Ride Steady (Chaos #3)(35)



Unfortunately, when I was just about ready to do that, he broke the contest, asking, “My clothes in those cases?”

“Yes,” I answered, lifting my hand with the paper towel in it, palm out. “And I’m doing your laundry and I’m not taking any guff from you about it.”

“You got a washer and dryer at your house?”

“No, I’m taking it to the Laundromat.”

He went scary again. “Butterfly, you are not payin’ to do my laundry.”

“I absolutely am,” I returned.

“You gotta do it to make your shit feel better. Do it. But there’s a washer and dryer here. Off the side hall, at the back.”

“That’s thirty-five cents,” I told him, not sharing my relief that they had a washer and dryer. That would save me tons of time, not to mention money.

He crossed his arms on his chest. “You do know with this shit you’re pullin’ that no way in f*ck I’m ever gonna stop and help a woman change her tire again.”

“That’s fifty cents.”

He stared at me.

Then he turned on his boot and stalked to the door, muttering, “Fuck me.”

“Sixty cents!” I yelled at his back.

But he was gone.

I stared at the door, wondering how that went.

There were no kisses or even heated glances (outside angry heat, but that didn’t count). He didn’t even act like he was talking to a woman he’d kissed (thoroughly) just the day before.

That was bad.

But he’d given in relatively easily to me cleaning his space and doing his laundry.

However, this could be so he wouldn’t have to be around me in order to fight about it.

That would also be bad.

But it could be he liked the idea of me hanging around because he liked the idea of me being around. It also could be, since he obviously didn’t have anyone to look after him, and didn’t look after himself, he liked the idea of someone doing that.

Before I could make my decision about which it was, good or bad, I focused on the door I was staring at distractedly.

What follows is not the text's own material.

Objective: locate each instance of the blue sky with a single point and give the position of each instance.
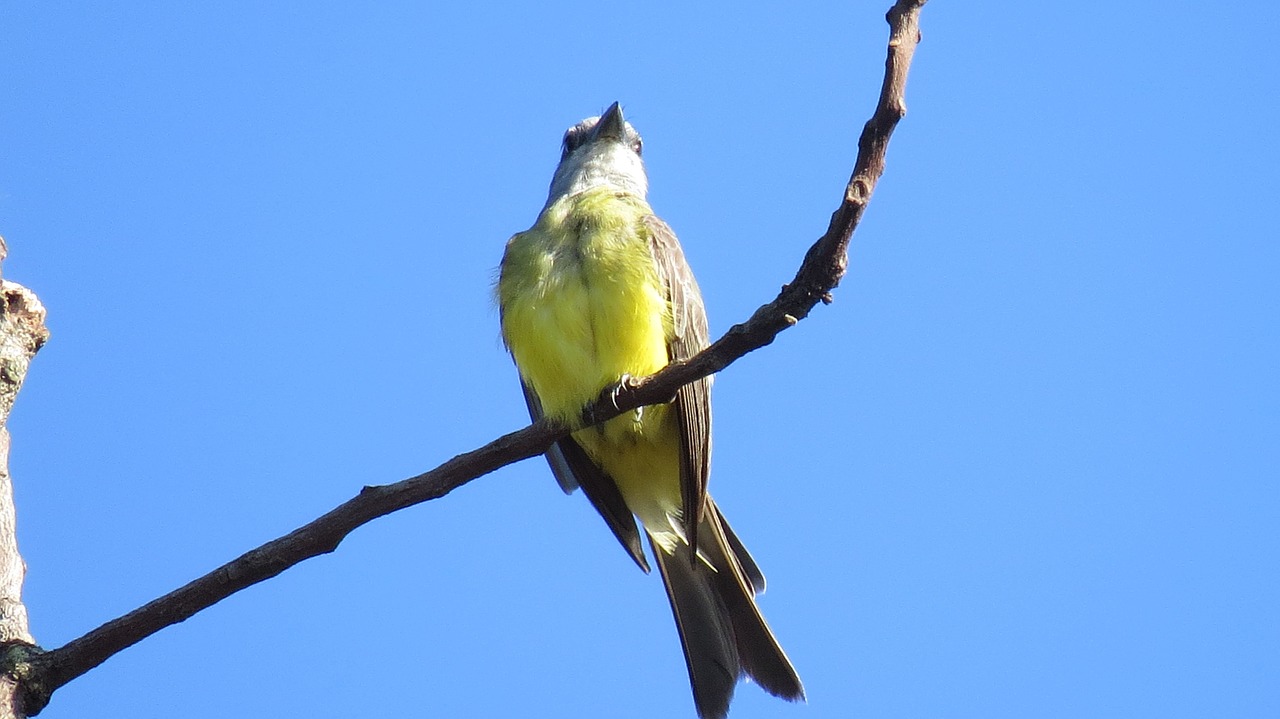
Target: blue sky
(1024, 466)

One of the men who’d been sitting with Joker at the bar the day before was standing in it. He was older than Joker. Stockier. He had slivers of gray in his dark brown hair that was shorter than Joker’s but still messy. He had what I was approximating as nine weeks of stubble, also silvered with gray.

He also had his eyes on me.

“Uh, hi,” I called.

“Hey,” he replied.

“I saw you yesterday but I didn’t introduce myself. I’m Carissa.”

“High.”

“Um…” I tipped my head to the side, wondering why he was greeting me again. “Hi.”

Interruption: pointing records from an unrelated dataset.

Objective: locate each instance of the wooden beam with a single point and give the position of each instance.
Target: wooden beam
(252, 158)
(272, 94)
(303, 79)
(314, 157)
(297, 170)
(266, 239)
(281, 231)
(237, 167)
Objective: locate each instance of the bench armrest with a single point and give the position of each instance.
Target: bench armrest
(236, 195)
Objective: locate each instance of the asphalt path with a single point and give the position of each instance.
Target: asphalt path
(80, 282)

“No, babe. That’s my name. High. With a g and h.”

“Oh!” I grinned at him. “High. Right, hello, High. Nice to meet you.”

He didn’t return that sentiment.

He gave me a look that made me brace and said in a quiet voice, “Don’t give up.”

I felt my head jerk in confusion. “On Joker’s room?”

“On Joker,” he stated.

I felt my eyes go round.

He disappeared.

* * *

The next day, I walked to the door of the Compound wondering if I’d made the right decision.

I’d come before my shift at LeLane’s, and after I did what I had to do, I had to go straight to LeLane’s. So I was in my LeLane’s uniform of polo, khakis, and Converse (though, LeLane’s didn’t require Converse, that was my nod to style because everyone knew Converse rocked).

Joker had mentioned he’d thought my dress was cute and my heels were sexy. I didn’t have an excess of cute dresses and shoes (well, I did, but none of them fit me anymore), but I was a cute-dress-and-heels type of girl. I had more than just the butterfly one that fit me.

But this was me. The new me. A single mom, grocery store clerk in khakis and Converse. And if he asked me out on a date and eventually kissed me again, this would be the woman he’d be kissing.

I hadn’t been about me. Not for a long time. Maybe never. I had been coasting in life for so long, I actually didn’t know who me was.

I just knew right now most of me was being a mom and a grocery store clerk.

So the LeLane’s uniform it was.

I threw open the door and kept walking in as my eyes adjusted to the dim.

They’d just done that when I heard, “Fuck, you movin’ in?”

I turned my head right and saw Joker at the bar with three other people. One was the lanky guy from the first time I’d been there. The other two were a man and woman. Both looked about my age. Both looked a lot like the goateed man I met the first time I was there. They had to be brother and sister. Though, she was with the lanky guy. I knew this by the casual way his arm was flung around her shoulders.

They all were outside the bar, Joker was behind it.

“I believe the tally is now seventy cents,” I returned.

Joker put both hands to the bar, spread wide, leaned his weight into them, and dropped his head.

He was handsome even in a pose of frustration.

“Seventy cents?” the girl asked, and I stopped taking in Joker’s handsome and looked to her.

“He owes me a nickel for every curse word, a dime for every bad one,” I explained.